Eh bien, pour des raisons idiosyncrasiques, purement telles et dites dans Bâtons, Chiffres et Lettres : le chiffre de 91 sections (13 x 7 = 91) est arrêté parce que, « 91 étant la somme des treize premiers nombres et sa somme étant 1, c'est donc à la fois le nombre de la mort des êtres et celui de leur retour à l'existence, retour que je ne concevais alors que comme la perpétuité irrésoluble du malheur sans espoir ». Une telle structure n'est elle-même que donnée première puisque dans tout son détail le livre a été préalablement fixé sur plan, et chaque section mise en place dans le contexte entier des autres. De cette façon, pour une part sont aménagées des rimes entre les personnages et leurs situations ; et pour l'autre les modes du discours s'harmonisent (monologues intérieurs, monologue écrit, dialogues, dialogues rapportés, narratifs, récits, coupures de journaux et rêves). Claude Simonnet a d'ailleurs fixé le détail de ces démarches.
Si imprégné par la lecture des écrivains anglais et américains qu'il admire que Queneau ait été et demeure, Joyce tout particulièrement, on voit tout de même que, pour l'essentiel, ses chemins ne sont guère ceux d'Ulysse dans Dublin. Les différences sont même manifestées en clair dès le Chiendent. On pourrait dire que Joyce est plus obsédé du langage même (jusqu'à rechercher son adéquation onomatopéique, évidemment plus accessible en anglais que dans notre langue française), et Queneau davantage de ses utilisations rhétoriques ; et complémentairement : là, où Joyce explore dans le travail même et cela jusqu'à se confronter aux risques d'un égarement (la Veillée de Finnegan), Queneau recherche en tout premier lieu les points d'appui d'une structure.
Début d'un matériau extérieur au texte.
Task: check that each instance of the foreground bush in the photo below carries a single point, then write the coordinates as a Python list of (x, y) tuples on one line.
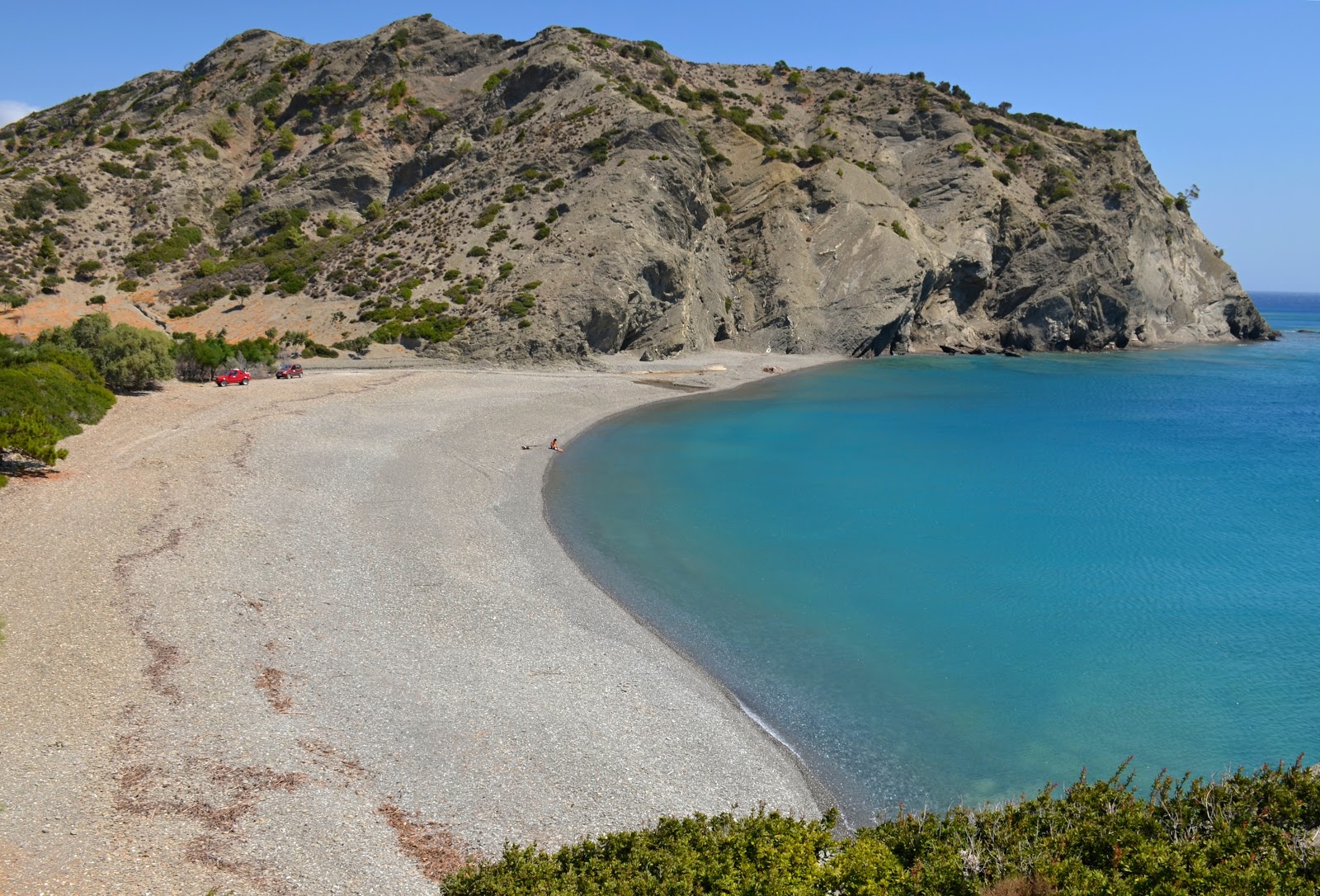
[(127, 358), (1241, 834), (45, 395)]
Il demeure que Joyce propose à Queneau l'exemple d'une révolution langagière : il a été inspiré par elle, et dix fois il lui a rendu hommage (notamment peut-être dans les Œuvres complètes de Sally Mara, qui d'autre part ne sont pas son meilleur livre) ; mais, tout de même, ce qui signalise le Chiendent ne tient guère, et même pas du tout, dans des comparaisons avec Joyce. C'est ceci :
L'organisation rhétorique imaginée par un mathématicien lui a permis, avec l'envie irrépressible d'écrire quelque chose sur tout ce qu'il y a, d'accomplir un premier roman tel qu'aucun autre roman (sauf ses autres romans) ; et tout particulier qu'il soit, en même temps des générations à venir découvriront sans doute en lui une démarche classique. Il faut ajouter ce qui est trop rarement compris peut-être. Il a beau, Queneau, partir du Discours de la Méthode, et nier qu'un roman retrace une anecdote, et ainsi se proposer comme l'artiste conscient (que, assurément, il est), la vie est captée tout de même, dans sa banalité et aussi dans ses émerveillements, et quoi qu'il fasse, c'est la vie à bras-le-corps. Platon est entre autres à, son rendez-vous (et au passage Heidegger), mais les parleurs du livre sont mimes avec une drôlerie neuve dans la langue, et le registre des émotions passe sur le brocanteur sordide et la sage-femme, sur un jeune homme aussi. (De ce que Queneau est un intellectuel, quelques critiques auraient tendance à l'intellectualiser aux dépens de la poésie, ici plus forte de ne pas dire son nom). Plus peut-être qu'un chef-d’œuvre (car il subsiste dans le Chiendent, d'une façon qui gêne à la relecture, l'empreinte des déroulements : rhapsodies et complaintes, couplets et tirades), ce très beau roman est un point de repère cardinal dans l'évolution du roman français. Alors il faut répéter que son importance croîtra.